I am a man in my latter twenties, who held down a reasonably responsible position at work; I enjoyed an active social life and was considered the life of the party.  I never lacked for attention, as I am a good storyteller. I never lacked female companionship, and my social calendar was always full. Then, about a year and change ago, a new fellow joined our ranks in the office and quickly found his place in our group. I guess I must have begun to feel a bit threatened, a bit jealous at the masterful way he commanded everyone’s attention. Max was well traveled and had an endless supply of stories of his adventures abroad. He was also quite well to do, often treating everyone to lunch or sports events, something I could never do, and he had many acquaintances in the arts and entertainment world, which afforded him more star power with our group.

I was absolutely crushed at my sudden change of status, at my position being supplanted by this other person. I started to think of how I could get back my original pinochle of power with my peers. So I maxed out my credit cards (no pun intended) and outdid him in almost everything.  I also started telling stories that never happened. At first, I was uneasy at what I was doing, but convinced myself that soon life would return to normal.  But after a while, it got easier to tell the lies, and I borrowed money from friends that I couldn’t repay.
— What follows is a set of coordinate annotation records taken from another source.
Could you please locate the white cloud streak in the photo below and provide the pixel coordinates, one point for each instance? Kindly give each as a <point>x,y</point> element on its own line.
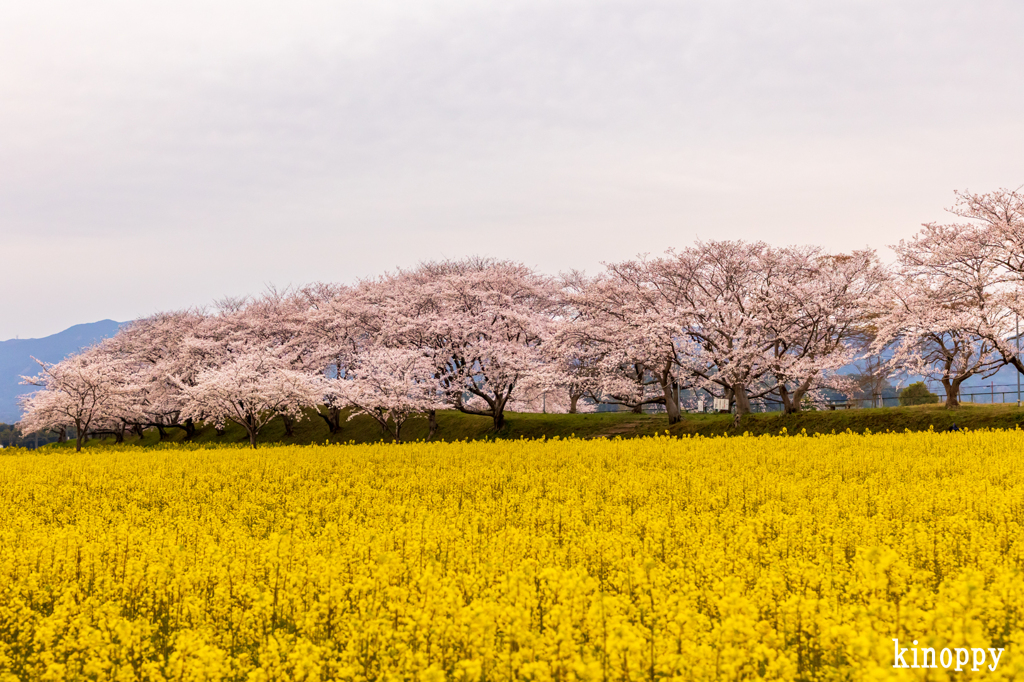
<point>160,155</point>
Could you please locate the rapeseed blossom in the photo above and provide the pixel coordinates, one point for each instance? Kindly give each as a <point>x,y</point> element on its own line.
<point>773,558</point>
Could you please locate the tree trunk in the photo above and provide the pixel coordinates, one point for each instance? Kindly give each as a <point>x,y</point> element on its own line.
<point>333,419</point>
<point>742,403</point>
<point>671,390</point>
<point>952,390</point>
<point>432,421</point>
<point>783,393</point>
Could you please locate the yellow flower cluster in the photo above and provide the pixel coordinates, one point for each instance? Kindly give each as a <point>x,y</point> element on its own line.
<point>775,558</point>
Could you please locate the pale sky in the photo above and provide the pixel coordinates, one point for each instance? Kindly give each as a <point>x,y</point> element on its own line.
<point>161,155</point>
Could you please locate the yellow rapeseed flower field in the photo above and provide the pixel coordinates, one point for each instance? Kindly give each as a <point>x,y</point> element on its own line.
<point>775,558</point>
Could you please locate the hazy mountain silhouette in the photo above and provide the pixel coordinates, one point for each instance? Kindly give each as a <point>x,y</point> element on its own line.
<point>16,354</point>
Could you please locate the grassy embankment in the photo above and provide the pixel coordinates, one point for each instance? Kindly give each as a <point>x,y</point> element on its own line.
<point>456,426</point>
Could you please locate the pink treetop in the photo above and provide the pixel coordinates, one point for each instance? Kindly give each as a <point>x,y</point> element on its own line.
<point>80,391</point>
<point>390,385</point>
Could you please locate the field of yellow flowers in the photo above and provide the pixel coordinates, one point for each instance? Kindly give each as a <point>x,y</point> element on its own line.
<point>735,558</point>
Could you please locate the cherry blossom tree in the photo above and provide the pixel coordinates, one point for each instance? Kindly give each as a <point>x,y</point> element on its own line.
<point>945,316</point>
<point>483,322</point>
<point>250,388</point>
<point>390,385</point>
<point>816,315</point>
<point>80,391</point>
<point>631,337</point>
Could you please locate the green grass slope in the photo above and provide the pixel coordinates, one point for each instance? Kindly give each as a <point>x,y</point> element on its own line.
<point>456,426</point>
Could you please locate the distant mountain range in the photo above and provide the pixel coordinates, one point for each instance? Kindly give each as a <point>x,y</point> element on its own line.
<point>16,354</point>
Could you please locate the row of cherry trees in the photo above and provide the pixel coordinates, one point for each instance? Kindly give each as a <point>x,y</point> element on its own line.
<point>732,320</point>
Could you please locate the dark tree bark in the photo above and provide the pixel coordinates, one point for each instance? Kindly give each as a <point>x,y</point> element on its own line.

What became a burden was trying to remember what I told to whom – which backfired on numerous occasions.  Seven months ago, a co-worker from another department stopped me in the hallway and told me that the credit company had gotten in touch with my boss.  I was horrified and asked him not to tell anyone. That is when he told me that no one believed any of my stories. He said that people were still hanging out with me to take advantage of the stuff I gave out all the time. They knew that I was making stuff up just to keep the attention on me.

Pretty soon after this I was fired, my so-called friends have abandoned me and I think I have reached the lowest point I can. I understand that what I did was foolish, but isn’t the punishment I’m now suffering unfair?


Dear Friend,

I’m having difficulty in tempering my response to you, simply because your irrational behavior indicates that you may have some grave emotional issues and possibly some mental ones as well.  Your confused view of your actions and what they yielded, along with the idea that you are the victim and not the cause of your own problems, supports the observation that you need professional help and therapy.  Your thoughts and actions point markedly to signs of obsessive/compulsive behavior with an inability to control logical impulses. You go to any lengths to achieve what you want, no matter how bizarre or damaging your actions are.

News flash!  Good friendships can’t be bought, they must be earned!  Good friends ask for nothing more than one’s faithfulness, kindness, concern and availability during hard and trying times. What you were chasing after and valued so dearly, was the recognition and reverence of “fair weather friends,” those people who always appear when things are advantageous for them, when times are good and when nothing for them is lost, only gained.  Friendships that rely on monetary gifts, selfish gratification and superficial values are temporary and shallow and anyone who would turn to lies and graft to sustain a high place amongst such leeches certainly deserves what retribution will follow.  Sadly, you have already experienced this, but you have yet to understand that you were an active enabler to your downfall and that you need psychological help.  In some small way, your getting caught was a blessing in disguise if it becomes the catalyst that starts you on your journey to a successful and therapeutic solution.  You must recognize that you were not the victim but the perpetrator, that it was your own dysfunctional observations and actions which orchestrated your fall from grace.  Recognizing, admitting to and accepting responsibility for poor judgement is the first step towards being able and willing to achieve a return to good mental health and a successful end and lasting outcome.  You have my sincerest best wishes towards that endeavor.